Global Rarity Rank: G2G3
A Global Rarity Rank of G2G3 means: Imperiled or Vulnerable globally - At high or moderate risk of extinction due to rarity or other factors; typically 80 or fewer populations or locations in the world, few individuals, restricted range, few remaining acres (or miles of stream), and/or recent and widespread declines. More information is needed to assign a single conservation status.

Did you know?
According to the USDA Forest Service's Silvics Manual (1990), "the "national champion" American holly (Ilex opaca), in the Congaree Swamp of South Carolina, is 30.2 m (99 ft) tall with a circumference of 248 cm (98 in), a trunk diameter of 79 cm (31 in), and a crown diameter of 12.2 m (40 ft)." American holly growth within its range on Long Island and other parts of New York is much more limited due to either persistent winds in a severe coastal climate, nutrient deficient soils, and/or periodic or extensive cold or low-growth periods at the northern limit of its range.

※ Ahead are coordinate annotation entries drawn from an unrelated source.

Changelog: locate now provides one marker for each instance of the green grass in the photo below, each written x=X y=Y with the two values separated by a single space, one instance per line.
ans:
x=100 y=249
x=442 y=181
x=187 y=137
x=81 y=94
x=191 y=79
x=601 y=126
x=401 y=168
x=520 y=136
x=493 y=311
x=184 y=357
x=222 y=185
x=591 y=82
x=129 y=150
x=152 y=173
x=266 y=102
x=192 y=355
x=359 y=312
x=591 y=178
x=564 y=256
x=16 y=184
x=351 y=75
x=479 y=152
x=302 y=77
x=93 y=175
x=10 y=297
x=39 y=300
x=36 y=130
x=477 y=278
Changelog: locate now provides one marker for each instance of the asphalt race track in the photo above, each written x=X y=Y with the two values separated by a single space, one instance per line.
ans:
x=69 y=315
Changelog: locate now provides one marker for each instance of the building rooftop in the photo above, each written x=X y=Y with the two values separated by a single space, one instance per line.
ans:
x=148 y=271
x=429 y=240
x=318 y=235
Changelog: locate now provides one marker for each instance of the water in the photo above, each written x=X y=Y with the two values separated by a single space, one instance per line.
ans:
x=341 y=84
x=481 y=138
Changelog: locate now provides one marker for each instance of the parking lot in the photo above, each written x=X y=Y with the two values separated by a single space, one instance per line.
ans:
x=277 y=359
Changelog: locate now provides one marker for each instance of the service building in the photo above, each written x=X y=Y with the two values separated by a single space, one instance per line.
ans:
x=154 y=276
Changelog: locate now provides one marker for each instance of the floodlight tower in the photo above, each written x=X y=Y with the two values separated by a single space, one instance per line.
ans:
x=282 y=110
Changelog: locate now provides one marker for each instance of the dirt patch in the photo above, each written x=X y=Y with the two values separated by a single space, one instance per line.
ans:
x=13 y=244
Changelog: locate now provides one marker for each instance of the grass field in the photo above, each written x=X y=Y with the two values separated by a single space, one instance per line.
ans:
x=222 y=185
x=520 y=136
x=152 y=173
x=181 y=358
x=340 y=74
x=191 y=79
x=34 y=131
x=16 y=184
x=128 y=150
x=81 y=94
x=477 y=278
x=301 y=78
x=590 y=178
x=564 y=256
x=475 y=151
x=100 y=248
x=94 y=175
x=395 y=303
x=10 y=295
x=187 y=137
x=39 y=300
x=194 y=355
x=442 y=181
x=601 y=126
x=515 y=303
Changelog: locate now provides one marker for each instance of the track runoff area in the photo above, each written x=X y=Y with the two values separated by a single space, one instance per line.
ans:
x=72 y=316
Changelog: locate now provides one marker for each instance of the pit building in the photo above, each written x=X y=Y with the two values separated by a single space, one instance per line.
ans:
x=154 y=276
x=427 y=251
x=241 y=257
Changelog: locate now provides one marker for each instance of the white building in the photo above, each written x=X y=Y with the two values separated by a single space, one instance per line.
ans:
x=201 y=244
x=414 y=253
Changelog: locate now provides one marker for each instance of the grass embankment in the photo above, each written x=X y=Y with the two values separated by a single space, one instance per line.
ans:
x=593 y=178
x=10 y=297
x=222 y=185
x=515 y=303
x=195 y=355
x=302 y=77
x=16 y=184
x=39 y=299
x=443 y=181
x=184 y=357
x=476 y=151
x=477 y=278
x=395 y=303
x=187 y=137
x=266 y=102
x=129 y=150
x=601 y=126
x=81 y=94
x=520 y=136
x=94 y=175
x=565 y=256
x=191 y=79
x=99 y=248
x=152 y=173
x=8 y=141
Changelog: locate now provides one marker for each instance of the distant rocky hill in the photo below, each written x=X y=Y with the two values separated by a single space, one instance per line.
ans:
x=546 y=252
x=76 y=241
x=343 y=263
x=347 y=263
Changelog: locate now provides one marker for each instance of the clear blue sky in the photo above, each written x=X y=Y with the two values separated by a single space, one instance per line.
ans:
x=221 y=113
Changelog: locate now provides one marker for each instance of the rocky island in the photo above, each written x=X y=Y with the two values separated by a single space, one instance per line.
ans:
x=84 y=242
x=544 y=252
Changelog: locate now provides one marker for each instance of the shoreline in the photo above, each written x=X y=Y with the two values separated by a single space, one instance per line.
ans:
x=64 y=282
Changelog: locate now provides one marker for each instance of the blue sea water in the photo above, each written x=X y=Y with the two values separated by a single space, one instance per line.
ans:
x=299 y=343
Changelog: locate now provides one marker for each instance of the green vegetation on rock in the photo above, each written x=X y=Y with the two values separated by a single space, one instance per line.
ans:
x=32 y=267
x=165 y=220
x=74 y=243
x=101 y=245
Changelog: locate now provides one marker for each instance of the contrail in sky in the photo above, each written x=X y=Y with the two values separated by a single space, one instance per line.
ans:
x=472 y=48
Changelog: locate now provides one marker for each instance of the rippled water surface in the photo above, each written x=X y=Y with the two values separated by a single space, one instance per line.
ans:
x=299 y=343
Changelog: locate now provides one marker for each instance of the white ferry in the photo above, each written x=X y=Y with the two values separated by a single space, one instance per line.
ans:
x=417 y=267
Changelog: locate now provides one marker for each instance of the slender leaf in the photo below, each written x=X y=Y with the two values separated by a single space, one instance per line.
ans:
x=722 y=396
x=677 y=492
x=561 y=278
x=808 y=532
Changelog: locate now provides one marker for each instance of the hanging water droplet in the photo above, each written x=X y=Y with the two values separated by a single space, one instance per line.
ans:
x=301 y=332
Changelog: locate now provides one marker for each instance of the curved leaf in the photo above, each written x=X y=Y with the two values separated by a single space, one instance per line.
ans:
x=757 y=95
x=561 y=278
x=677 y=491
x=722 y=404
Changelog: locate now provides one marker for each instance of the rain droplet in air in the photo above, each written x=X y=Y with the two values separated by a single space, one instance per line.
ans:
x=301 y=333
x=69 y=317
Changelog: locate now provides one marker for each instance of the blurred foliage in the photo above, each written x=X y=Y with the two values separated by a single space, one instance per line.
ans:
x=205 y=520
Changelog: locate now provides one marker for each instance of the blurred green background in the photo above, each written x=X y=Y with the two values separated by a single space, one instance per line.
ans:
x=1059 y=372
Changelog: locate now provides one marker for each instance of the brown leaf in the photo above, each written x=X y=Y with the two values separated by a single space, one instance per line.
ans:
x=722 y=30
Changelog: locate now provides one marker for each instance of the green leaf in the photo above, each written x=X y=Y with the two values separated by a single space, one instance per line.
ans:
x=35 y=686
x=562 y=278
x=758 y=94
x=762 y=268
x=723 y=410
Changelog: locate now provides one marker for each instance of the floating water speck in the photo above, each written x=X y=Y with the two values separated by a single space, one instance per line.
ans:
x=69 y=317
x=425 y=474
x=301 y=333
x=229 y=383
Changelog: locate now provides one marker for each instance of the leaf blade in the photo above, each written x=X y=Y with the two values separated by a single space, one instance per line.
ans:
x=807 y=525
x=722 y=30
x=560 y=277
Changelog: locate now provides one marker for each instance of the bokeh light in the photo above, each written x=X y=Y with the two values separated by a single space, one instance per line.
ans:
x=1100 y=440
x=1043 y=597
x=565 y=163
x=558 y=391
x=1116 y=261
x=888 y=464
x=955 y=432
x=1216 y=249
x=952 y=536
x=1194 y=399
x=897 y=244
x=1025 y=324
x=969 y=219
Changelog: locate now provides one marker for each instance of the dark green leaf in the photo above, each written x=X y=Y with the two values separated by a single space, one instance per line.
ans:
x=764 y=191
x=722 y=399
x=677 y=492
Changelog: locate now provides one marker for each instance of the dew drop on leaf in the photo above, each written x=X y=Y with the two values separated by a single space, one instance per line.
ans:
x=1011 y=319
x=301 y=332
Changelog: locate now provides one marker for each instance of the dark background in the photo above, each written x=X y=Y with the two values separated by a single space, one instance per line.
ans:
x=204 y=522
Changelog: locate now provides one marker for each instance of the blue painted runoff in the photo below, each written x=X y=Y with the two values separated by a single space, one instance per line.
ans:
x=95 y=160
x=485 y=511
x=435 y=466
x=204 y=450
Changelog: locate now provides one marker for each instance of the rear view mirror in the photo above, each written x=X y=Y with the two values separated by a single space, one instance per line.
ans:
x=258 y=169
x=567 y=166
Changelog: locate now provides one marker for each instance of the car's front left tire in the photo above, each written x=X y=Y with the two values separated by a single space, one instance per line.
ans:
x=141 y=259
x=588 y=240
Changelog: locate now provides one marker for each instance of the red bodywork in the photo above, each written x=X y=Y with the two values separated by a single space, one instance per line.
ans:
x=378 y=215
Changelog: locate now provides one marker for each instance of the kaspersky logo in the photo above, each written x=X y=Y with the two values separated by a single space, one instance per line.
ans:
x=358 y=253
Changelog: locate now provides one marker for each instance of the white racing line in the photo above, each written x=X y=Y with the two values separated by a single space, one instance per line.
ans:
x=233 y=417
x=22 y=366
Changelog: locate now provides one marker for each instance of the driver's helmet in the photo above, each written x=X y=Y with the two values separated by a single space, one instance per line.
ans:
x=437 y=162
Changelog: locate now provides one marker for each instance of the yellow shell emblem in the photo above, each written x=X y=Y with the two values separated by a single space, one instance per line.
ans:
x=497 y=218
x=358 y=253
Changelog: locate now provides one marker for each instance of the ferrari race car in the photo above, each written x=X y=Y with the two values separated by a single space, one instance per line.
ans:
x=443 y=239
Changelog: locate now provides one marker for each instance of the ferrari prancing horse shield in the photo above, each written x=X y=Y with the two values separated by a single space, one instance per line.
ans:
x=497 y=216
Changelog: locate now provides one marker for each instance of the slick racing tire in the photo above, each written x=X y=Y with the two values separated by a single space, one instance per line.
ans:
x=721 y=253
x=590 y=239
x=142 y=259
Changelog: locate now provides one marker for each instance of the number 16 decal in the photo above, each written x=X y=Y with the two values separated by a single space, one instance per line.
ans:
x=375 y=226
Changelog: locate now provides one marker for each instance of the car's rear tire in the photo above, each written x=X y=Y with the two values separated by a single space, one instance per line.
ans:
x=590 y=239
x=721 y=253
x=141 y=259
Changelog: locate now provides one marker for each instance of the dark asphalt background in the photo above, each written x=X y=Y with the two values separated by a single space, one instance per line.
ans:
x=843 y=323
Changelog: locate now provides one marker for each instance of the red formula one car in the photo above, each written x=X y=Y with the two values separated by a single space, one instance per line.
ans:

State Ranking Justification [-]
There is only one documented occurrence statewide and very few or no additional occurrences are suspected. The known occurrence has good viability and is largely protected on public and private conservation land. The community is restricted to the eastern extreme of the Coastal Lowlands and is concentrated on the Montauk Peninsula, a morainal plateau. While the acreage and extent of coastal oak-holly forest in New York may be increasing slightly, its condition is likely to be decreasing. Overall the community's trend is stable to slightly decreasing. Threats include invasion by exotic species, heavy deer browse, recreational overuse, and development pressures.